Potato & Chicken Soup
Serve French Bread

Serves 6

• 1 medium onion, chopped
• 1 teaspoon oil
• 3 cups low sodium chicken broth
• 1 pound potatoes, cut into 1/2-inch cubes
• 1-1/2 cups diced cooked chicken breast
• 1/2 teaspoon kosher salt
• 1/4 teaspoon pepper
• 1/4 cup all-purpose flour
• 2 cups 2% milk
• 1 teaspoon minced fresh parsley
• 1 teaspoon minced chives

In a large saucepan, saute onion in butter until tender. Stir in broth and potatoes. Bring to a boil. Reduce heat; cover and simmer for 10-15 minutes or until
potatoes are tender. Stir in the chicken, salt and pepper.

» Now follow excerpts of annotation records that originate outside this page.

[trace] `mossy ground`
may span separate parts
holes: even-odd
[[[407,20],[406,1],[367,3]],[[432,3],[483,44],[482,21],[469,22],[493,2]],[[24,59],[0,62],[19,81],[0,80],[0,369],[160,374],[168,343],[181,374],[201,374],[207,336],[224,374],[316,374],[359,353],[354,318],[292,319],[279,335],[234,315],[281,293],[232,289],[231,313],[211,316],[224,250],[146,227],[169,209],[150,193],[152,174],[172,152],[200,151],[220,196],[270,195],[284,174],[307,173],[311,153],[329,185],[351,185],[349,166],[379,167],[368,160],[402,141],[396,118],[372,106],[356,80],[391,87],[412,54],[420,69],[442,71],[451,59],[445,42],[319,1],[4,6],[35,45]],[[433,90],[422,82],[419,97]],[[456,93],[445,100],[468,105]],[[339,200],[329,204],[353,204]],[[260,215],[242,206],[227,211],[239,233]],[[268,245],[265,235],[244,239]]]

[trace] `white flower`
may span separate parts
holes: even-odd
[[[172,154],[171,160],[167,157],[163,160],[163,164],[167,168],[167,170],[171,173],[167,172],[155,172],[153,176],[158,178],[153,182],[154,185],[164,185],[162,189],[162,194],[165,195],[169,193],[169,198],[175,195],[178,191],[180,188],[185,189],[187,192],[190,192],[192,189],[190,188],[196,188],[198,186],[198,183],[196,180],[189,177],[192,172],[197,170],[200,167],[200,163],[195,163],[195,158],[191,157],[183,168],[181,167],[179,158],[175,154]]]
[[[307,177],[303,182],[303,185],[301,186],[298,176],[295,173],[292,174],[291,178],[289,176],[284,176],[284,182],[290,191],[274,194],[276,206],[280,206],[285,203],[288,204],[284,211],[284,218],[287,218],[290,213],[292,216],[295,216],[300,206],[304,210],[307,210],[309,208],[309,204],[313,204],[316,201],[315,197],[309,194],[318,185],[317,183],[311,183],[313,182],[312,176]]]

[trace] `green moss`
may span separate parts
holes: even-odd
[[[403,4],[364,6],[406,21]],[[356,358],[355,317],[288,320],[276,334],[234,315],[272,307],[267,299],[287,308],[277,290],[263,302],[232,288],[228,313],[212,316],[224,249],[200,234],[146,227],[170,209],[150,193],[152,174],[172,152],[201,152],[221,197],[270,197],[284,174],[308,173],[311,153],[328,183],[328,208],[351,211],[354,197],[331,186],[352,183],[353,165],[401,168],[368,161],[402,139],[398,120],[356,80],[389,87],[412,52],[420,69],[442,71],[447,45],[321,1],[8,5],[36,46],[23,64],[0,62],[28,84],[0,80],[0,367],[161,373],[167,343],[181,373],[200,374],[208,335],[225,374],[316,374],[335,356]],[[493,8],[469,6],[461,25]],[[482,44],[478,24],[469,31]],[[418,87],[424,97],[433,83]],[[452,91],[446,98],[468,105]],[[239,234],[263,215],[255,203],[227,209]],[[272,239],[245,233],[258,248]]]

Combine flour and fat-free milk until smooth; stir into saucepan. Add milk. Bring to a boil; cook and stir for 2 minutes or until thickened. Sprinkle with
parsley and chives.

COOK'S NOTE: This recipe can be personalized by added frozen corn kernals, sweet peas or frozen diced carrots toward the end of cooking before adding milk.

Per Serving: 253 Calories; 6g Fat (22.2% calories from fat); 2g Saturated Fat; 25g Protein; 24g Carbohydrate; 2g Dietary Fiber; 46mg Cholesterol; 496mg Sodium. Exchanges: 1 Grain(Starch); 2 1/2 Lean Meat; 1/2 Vegetable; 1/2 Non-Fat Milk; 1/2 Fat.